Right to an Accounting of Disclosures. You have the right to request a list of certain disclosures we made of your PHI for purposes other than treatment, payment, health care operations, or for which you provided written authorization. To request an accounting of disclosures, you must make your request in writing. We will account for disclosures we have made of your PHI for up to six years prior to the date on which the accounting is requested but not before April 14, 2003. We will not charge a fee for the first accounting given to you in a 12-month period. We may charge a reasonable cost-based fee for an additional accounting requested if 12 months have not passed since your last request.

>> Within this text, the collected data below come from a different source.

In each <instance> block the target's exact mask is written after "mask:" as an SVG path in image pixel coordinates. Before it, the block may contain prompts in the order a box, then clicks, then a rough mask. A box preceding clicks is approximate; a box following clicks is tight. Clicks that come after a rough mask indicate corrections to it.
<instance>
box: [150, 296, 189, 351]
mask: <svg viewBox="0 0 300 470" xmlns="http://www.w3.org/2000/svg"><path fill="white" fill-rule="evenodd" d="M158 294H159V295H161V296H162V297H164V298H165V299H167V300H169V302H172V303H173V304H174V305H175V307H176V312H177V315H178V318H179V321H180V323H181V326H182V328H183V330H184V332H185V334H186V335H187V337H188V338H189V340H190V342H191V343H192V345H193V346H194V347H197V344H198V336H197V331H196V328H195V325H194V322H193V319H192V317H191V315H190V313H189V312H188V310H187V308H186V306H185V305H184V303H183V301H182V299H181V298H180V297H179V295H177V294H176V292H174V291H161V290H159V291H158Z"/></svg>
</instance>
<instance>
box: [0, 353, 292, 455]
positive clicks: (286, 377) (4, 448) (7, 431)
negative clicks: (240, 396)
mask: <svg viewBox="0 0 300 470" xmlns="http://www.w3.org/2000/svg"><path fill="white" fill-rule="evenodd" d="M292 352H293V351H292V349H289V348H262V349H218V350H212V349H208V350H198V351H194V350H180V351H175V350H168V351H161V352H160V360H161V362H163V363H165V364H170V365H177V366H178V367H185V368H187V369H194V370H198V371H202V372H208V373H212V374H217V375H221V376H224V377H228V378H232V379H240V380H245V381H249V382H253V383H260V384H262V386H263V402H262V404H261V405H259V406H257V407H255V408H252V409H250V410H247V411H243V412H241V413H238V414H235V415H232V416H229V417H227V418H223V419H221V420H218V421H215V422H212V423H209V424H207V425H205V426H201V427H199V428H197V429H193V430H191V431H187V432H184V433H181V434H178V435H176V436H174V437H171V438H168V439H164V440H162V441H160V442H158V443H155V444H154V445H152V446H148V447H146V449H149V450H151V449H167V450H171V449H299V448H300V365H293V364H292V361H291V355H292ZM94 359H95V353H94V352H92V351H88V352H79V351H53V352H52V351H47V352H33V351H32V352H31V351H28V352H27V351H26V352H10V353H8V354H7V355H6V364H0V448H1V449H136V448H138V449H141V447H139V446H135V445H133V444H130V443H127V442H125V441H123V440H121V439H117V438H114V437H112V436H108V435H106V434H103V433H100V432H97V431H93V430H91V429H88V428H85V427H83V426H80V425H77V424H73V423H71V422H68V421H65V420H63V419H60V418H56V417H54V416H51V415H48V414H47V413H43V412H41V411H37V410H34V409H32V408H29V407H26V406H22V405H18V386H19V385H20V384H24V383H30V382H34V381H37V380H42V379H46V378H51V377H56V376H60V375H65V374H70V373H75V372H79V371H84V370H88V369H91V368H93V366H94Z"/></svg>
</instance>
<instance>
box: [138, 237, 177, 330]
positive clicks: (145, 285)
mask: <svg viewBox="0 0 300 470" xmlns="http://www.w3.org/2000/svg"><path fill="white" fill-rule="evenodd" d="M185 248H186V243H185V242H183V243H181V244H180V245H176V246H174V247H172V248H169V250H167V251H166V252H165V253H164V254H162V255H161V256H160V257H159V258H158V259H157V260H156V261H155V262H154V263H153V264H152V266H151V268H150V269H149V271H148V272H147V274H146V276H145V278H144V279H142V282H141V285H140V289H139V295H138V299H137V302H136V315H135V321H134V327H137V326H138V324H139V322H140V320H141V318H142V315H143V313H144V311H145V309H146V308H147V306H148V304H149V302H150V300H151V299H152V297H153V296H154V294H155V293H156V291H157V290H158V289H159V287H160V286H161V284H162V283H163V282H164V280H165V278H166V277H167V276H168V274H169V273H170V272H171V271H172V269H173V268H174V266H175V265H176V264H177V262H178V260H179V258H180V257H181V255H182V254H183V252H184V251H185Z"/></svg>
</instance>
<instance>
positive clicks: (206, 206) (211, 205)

Right to Request Confidential Communications. You have the right to request that we communicate with you about health care matters in a certain way or at a certain location, or both. For example, you can ask that we only contact you by mail or at work. To request confidential communications, you must make your request in writing. Your request must specify how or where you wish to be contacted. We will accommodate reasonable requests.

Right to a Paper Copy of This Notice. You have the right to obtain a paper copy of this Notice upon request. You may request a copy of this Notice at any time. Even if you have agreed to receive this Notice electronically, you are still entitled to a paper copy of this Notice. You may obtain a copy of this Notice at our website or you may obtain a paper copy of this Notice at all our facilities or by contacting the Privacy Officer.

To Exercise Your Rights. The above rights may be exercised only by written communication to us, in the form and manner prescribed by the Department, unless the written requirement is waived by the Department. 

Uses and Disclosures That Require Us to Give You an Opportunity to Object and Opt Out

Individuals Involved in Your Care or Payment for Your Care. Unless you object, we may disclose to a member of your family, a relative, a close friend or any other person you identify, your Protected Health Information that directly relates to that person’s involvement in your health care. If you are unable to agree or object to such a disclosure, we may disclose such information as necessary if we determine that it is in your best interest based on our professional judgment.

Disaster Relief.  We may disclose your Protected Health Information to disaster relief organizations that seek your Protected Health Information to coordinate your care, or notify family and friends of your location or condition in a disaster.  We will provide you with an opportunity to agree or object to such a disclosure whenever we practically can do so.

Your Written Authorization is Required for Other Uses and Disclosures

Uses and disclosures for marketing purposes and disclosures that constitute a sale of PHI can only be made with your written authorization. Other uses and disclosures of PHI not covered by this Notice or the laws that apply to us will be made only with your written authorization. If you do give us an authorization, you may revoke it at any time by submitting a written revocation to our Privacy Officer and we will no longer disclose PHI under the authorization. Disclosures that we made in reliance on your authorization before you revoked it will not be affected by the revocation.

Special Protections for HIV, Alcohol and Substance Abuse, Mental Health, and Genetic Information 

Special privacy protections apply to HIV-related information, alcohol and substance abuse, mental health, and genetic information. Some parts of this general Notice of Privacy Practices may not apply to these kinds of PHI. Please check with our Privacy Officer for information about the special protections that do apply. 

Complaints

If you believe your privacy rights have been violated, you may file a complaint with us or with the Secretary of the Department of Health and Human Services. To file a complaint with us, contact our Privacy Officer at the address listed at the beginning of this Notice. All complaints must be made in writing and should be submitted within 180 days of when you know or should have known of the suspected violation. There will be no retaliation against you for filing a complaint.